Vu la nature familiale et l'issue du litige, les frais judiciaires seront mis à charge de chacune des parties, à parts égales (art. 106 al. 2 et 107 al. 1 let. c CPC), et seront compensés avec les avances de frais fournies, acquises à l'Etat de Genève (art. 111 al. 1 CPC).

Compte tenu de l'issue de la procédure et de la nature familiale du litige, chaque partie conservera à sa charge ses propres dépens d'appel (art. 95 al. 1 let. b et al. 3, 104 al. 1, 105 al. 2 et 107 al. 1 let. c CPC).

* * * * *


PAR CES MOTIFS,
La Chambre civile :

A la forme :

Déclare recevable l'appel interjeté le 3 septembre 2018 par A______ contre les chiffres 4, 5, 8 et 9 du dispositif du jugement JTPI/10396/2018 rendu le 28 juin 2018 par le Tribunal de première instance dans la cause C/8297/2016-8 et l'appel joint formé le 14 novembre 2018 par B______ contre les chiffres 8 et 12 du dispositif de ce même jugement.

Au fond :

Annule les chiffres 8 et 12 du dispositif de ce jugement, et, statuant à nouveau sur ces points :

Condamne A______ à verser en mains de B______, au titre de l'entretien de leur fils F______, par mois et d'avance, allocations familiales non comprises, 700 fr. jusqu'à l'âge de 15 ans, puis 900 fr. jusqu'à ses 18 ans, voire au-delà mais jusqu'à 25 ans au plus, en cas d'études sérieuses et suivies.

Ordonne le partage par moitié des avoirs de prévoyance professionnelle accumulés par A______ et B______ entre le 11 août 2006 et le
20 avril 2016.

Ordonne, par conséquent, à la S______ (S______), boulevard ______ Genève, de prélever le montant de 85'448 fr. 45 sur le compte de prévoyance professionnelle de B______ (n° d'assuré 1______) et de le transférer sur le compte de
A______ ouvert également auprès d'elle (n° d'assuré 2______).

Confirme le jugement attaqué pour le surplus.

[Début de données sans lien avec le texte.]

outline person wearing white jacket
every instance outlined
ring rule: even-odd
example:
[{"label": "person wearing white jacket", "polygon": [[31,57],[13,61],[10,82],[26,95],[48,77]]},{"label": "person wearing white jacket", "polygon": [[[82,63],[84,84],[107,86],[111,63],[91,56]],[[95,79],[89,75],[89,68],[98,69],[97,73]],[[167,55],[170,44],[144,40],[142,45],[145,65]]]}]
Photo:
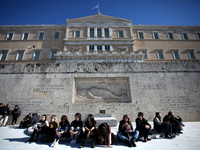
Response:
[{"label": "person wearing white jacket", "polygon": [[37,138],[40,134],[46,133],[46,130],[48,130],[47,127],[49,127],[49,122],[47,121],[47,116],[43,115],[41,120],[33,126],[34,131],[27,142],[37,141]]}]

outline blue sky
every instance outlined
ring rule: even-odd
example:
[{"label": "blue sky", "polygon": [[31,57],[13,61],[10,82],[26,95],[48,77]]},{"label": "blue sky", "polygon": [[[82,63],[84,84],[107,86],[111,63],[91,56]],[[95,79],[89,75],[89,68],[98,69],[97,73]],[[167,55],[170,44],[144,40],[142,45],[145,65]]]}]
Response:
[{"label": "blue sky", "polygon": [[0,25],[66,24],[95,15],[143,25],[200,25],[200,0],[0,0]]}]

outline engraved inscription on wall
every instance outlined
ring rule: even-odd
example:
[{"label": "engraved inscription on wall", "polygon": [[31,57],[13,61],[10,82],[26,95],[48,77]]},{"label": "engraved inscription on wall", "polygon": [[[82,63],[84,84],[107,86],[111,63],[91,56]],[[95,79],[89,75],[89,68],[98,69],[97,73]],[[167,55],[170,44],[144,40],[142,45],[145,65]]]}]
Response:
[{"label": "engraved inscription on wall", "polygon": [[129,78],[75,78],[74,103],[131,102]]},{"label": "engraved inscription on wall", "polygon": [[185,110],[199,110],[200,104],[194,103],[187,96],[171,97],[166,96],[161,100],[163,111],[185,111]]}]

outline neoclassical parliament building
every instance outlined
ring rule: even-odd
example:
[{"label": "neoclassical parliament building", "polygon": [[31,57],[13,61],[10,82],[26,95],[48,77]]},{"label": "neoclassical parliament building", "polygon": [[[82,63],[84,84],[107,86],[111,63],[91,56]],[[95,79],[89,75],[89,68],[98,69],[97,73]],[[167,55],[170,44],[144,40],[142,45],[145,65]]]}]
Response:
[{"label": "neoclassical parliament building", "polygon": [[101,13],[66,23],[0,26],[0,62],[200,59],[199,26],[132,25]]},{"label": "neoclassical parliament building", "polygon": [[[200,120],[200,26],[133,25],[97,13],[0,26],[0,95],[30,112]],[[111,120],[110,118],[108,120]]]}]

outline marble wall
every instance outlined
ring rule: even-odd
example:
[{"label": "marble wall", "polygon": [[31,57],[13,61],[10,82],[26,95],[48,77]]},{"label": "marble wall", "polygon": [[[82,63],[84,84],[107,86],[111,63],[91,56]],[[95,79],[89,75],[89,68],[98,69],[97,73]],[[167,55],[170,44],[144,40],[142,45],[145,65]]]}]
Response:
[{"label": "marble wall", "polygon": [[[139,111],[152,121],[168,111],[184,121],[200,121],[200,63],[0,64],[0,102],[29,112],[65,114],[105,110],[134,121]],[[20,119],[21,119],[20,118]]]}]

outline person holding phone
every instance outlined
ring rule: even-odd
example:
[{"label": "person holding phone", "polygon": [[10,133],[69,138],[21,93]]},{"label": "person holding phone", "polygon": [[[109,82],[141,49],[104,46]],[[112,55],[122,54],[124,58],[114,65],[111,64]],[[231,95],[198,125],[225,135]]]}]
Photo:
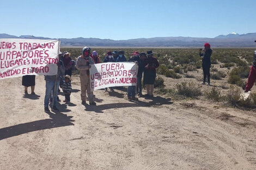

Déboute les parties de toutes autres conclusions.

Sur les frais :

Arrête les frais judiciaires d'appel à 2'500 fr., les met à la charge de A______ et B______ à raison d'une moitié chacun et les compense avec les avances fournies, qui restent acquises à l'Etat de Genève.

 

Dit que chaque partie supporte ses propres dépens d'appel.

Siégeant :

Monsieur Ivo BUETTI, président; Madame Sylvie DROIN, Madame Nathalie RAPP, juges; Madame Camille LESTEVEN, greffière.

 

Le président :

Ivo BUETTI

 

La greffière :

Camille LESTEVEN

 

 

 

 

 

 

 

 

 

 

 

 

 

 

 

 

 

 

 

 

 

 

 

Indication des voies de recours :

 

Conformément aux art. 72 ss de la loi fédérale sur le Tribunal fédéral du 17 juin 2005 (LTF; RS 173.110), le présent arrêt peut être porté dans les trente jours qui suivent sa notification avec expédition complète (art. 100 al. 1 LTF) par-devant le Tribunal fédéral par la voie du recours en matière civile.

 

Le recours doit être adressé au Tribunal fédéral, 1000 Lausanne 14.

 

Valeur litigieuse des conclusions pécuniaires au sens de la LTF supérieure ou égale à 30'000 fr.